The Haegeumgang Theme Museum (해금강 테마 박물관) is a museum for exhibitions of modern art, located in the city of Geoje, South Korea.

==History==
Inaugurated in 2016, the museum is located next to the Haegeum River on the island of Geoje and was created to establish a link between the Korean tradition and contemporary art and culture. Built on two floors it houses the Museum of Modern Korean History, the Museum of European Decorative Accessories, and the Yukyung Art Museum. It is run by director and Chairman of International Culture and Art Federation in South Korea Yu Chun-up. Although the museum was half destroyed during a typhoon in 2019, it was fully restored and rebuilt in 2020

==Collection==
On the first floor of the building, the permanent collection is exhibited, with objects about the Korean War and the Vietnam War.

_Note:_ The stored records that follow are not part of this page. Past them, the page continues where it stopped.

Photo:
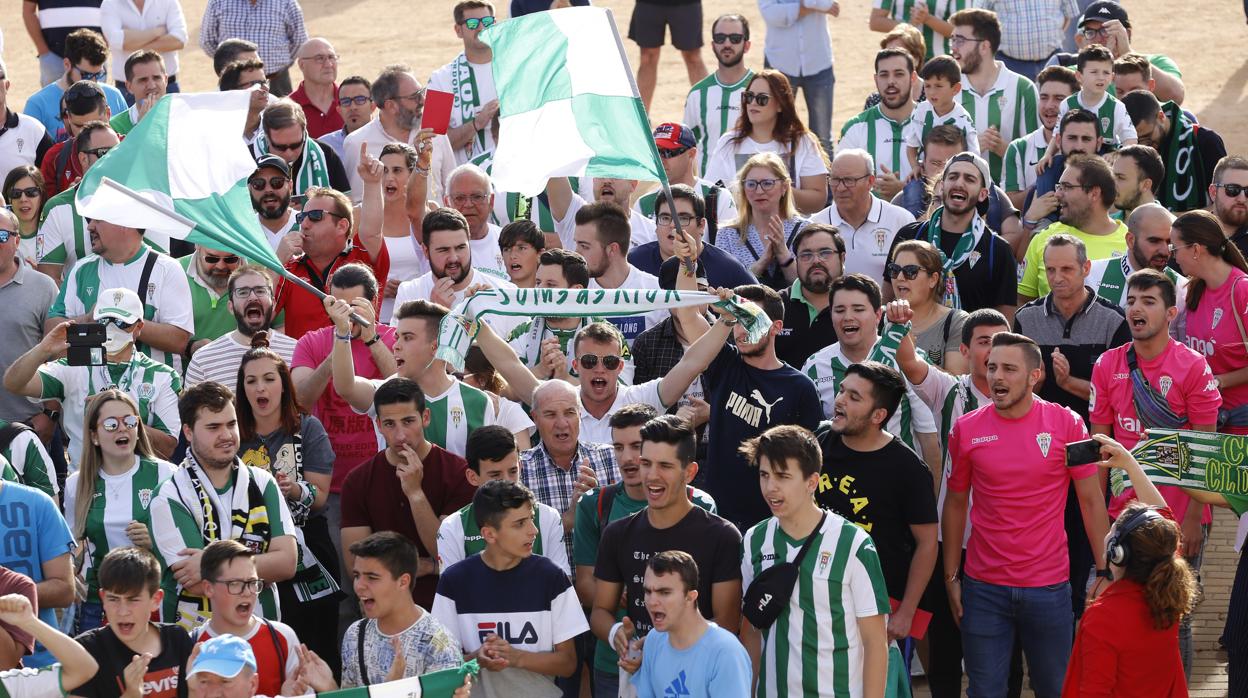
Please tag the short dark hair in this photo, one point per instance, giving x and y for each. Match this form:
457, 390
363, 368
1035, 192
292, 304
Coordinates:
942, 66
673, 431
398, 391
219, 553
783, 443
491, 442
209, 393
442, 219
575, 270
675, 562
860, 282
521, 231
394, 551
130, 570
887, 386
982, 317
1148, 277
497, 497
612, 222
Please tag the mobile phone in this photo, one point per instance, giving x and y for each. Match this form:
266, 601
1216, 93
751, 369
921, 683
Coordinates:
1082, 452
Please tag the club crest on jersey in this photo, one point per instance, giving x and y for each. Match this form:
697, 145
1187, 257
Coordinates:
1043, 440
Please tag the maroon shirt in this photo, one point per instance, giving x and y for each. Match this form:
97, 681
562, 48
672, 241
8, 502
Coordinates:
372, 496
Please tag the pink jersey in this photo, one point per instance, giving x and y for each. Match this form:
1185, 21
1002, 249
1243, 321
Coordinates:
1213, 332
1016, 470
1182, 376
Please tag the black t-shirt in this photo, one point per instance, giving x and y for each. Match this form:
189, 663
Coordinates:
745, 402
629, 542
166, 673
885, 492
987, 279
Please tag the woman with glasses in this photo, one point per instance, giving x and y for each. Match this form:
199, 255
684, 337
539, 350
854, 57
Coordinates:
769, 122
106, 500
24, 191
768, 221
278, 436
917, 276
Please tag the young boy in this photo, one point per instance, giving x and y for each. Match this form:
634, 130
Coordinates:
396, 638
685, 654
492, 455
136, 657
513, 611
942, 81
232, 587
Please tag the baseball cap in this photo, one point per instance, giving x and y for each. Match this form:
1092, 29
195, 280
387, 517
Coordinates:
674, 136
270, 160
224, 656
121, 304
1105, 10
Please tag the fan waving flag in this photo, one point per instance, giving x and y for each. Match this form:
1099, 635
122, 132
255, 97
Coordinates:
568, 105
184, 171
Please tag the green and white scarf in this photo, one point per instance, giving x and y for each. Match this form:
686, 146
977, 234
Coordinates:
461, 325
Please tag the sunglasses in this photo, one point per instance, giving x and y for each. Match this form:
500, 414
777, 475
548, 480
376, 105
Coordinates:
114, 423
761, 99
589, 361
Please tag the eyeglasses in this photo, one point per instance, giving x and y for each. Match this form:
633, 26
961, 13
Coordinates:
238, 586
35, 192
761, 99
114, 423
909, 271
273, 182
761, 185
473, 24
589, 361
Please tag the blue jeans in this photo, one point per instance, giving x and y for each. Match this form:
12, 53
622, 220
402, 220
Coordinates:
994, 616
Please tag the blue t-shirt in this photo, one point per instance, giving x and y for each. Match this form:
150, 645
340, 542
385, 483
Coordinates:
31, 532
716, 664
45, 105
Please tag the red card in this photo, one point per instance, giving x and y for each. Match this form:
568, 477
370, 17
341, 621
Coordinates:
437, 111
919, 626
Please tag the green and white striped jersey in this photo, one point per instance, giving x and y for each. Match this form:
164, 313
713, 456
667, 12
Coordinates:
117, 500
879, 135
152, 385
814, 648
711, 109
1010, 105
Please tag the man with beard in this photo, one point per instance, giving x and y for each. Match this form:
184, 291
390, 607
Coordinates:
714, 104
214, 496
1148, 235
271, 197
250, 295
808, 320
1001, 103
981, 261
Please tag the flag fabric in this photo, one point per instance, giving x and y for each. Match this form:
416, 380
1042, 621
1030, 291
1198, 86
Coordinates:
568, 105
184, 171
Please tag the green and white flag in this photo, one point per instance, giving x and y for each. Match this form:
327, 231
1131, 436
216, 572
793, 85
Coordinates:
568, 105
182, 171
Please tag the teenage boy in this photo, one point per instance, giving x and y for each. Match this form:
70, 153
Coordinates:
513, 611
830, 638
231, 583
685, 654
137, 657
942, 81
396, 638
492, 455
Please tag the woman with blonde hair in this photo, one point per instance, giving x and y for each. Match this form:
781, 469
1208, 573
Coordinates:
106, 500
761, 236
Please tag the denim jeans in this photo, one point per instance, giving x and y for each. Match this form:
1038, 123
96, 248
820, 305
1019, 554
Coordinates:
994, 616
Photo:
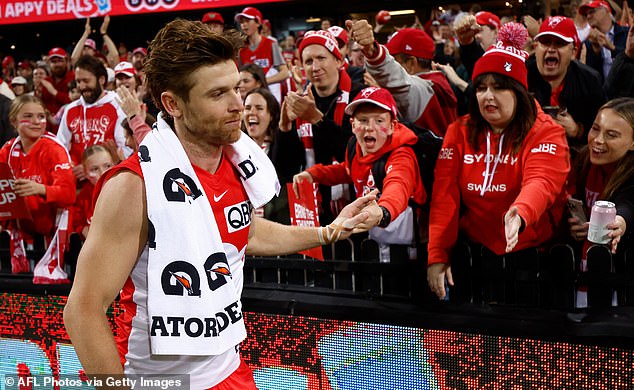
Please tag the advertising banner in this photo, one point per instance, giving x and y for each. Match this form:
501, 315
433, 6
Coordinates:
303, 211
12, 206
32, 11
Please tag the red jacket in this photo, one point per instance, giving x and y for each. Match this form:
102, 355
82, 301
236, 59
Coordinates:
46, 163
442, 109
54, 102
533, 180
81, 212
402, 180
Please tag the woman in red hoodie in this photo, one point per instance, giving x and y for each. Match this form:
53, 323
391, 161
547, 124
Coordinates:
377, 133
500, 175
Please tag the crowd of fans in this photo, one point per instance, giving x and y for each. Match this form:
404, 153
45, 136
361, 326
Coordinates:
529, 113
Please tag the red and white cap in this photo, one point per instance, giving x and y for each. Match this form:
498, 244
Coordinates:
322, 38
560, 27
411, 41
124, 68
373, 95
213, 17
57, 52
339, 33
506, 57
584, 9
486, 18
250, 13
18, 80
90, 43
140, 50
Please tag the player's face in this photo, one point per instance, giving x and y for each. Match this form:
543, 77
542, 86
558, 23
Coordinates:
372, 126
126, 81
214, 110
96, 164
610, 138
88, 85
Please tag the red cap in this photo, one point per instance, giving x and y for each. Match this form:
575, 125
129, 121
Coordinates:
6, 61
411, 41
560, 27
124, 68
339, 33
506, 57
57, 52
322, 38
485, 18
140, 50
373, 95
213, 17
91, 44
584, 9
250, 13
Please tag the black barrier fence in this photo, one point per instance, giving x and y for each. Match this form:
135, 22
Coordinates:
549, 278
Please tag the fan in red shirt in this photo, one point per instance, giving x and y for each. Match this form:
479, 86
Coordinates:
40, 165
377, 133
500, 175
96, 160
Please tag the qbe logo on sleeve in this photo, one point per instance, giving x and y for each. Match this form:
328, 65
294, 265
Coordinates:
238, 216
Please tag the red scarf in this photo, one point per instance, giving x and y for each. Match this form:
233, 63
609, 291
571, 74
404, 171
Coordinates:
598, 177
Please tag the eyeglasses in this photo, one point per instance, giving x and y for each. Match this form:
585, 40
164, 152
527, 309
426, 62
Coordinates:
553, 42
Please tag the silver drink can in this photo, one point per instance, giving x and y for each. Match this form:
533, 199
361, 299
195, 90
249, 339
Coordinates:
603, 213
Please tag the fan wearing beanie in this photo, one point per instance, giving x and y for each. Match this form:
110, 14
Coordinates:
404, 67
500, 174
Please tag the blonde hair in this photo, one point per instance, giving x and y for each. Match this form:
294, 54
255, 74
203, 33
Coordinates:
21, 101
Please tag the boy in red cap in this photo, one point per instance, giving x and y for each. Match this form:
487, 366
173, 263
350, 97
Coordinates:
262, 51
475, 34
53, 90
572, 89
215, 21
377, 133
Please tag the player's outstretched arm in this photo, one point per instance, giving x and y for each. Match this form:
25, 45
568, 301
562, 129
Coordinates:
268, 238
118, 233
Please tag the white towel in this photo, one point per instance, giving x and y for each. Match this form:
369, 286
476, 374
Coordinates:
193, 306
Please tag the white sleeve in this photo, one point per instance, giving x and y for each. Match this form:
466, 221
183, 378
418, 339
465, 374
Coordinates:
119, 133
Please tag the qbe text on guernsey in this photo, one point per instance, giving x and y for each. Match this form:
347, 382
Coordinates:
133, 382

They also feature a room with European decorative objects donated to the museum.

==Exhibitions==
In addition to a contemporary art collection, the Yukyung Art Museum shows temporary exhibitions of international contemporary artists. in 2020 the museum showed the exhibition " Art of Remediation" with Jose Palao, Gloria Keh and Stavros Ditsios. It is since 2016 the venue for The Goje Art Festival, an exhibition of international artists from more than 35 countries, who show their vision around the theme of "Freedom and Peace". In 2021 they showed the exposition "Peace Again" co-hosted by the Korea Artists Association, exhibiting contemporary artists such as Vijay Sharma, Daniel Garbade, Emilio Héctor Rodríguez, Abdoul-Ganiou Dermani, Lei Li, Shefali Ranthe, Heidi Fosli and Michael Lam among 280 artists from 63 countries.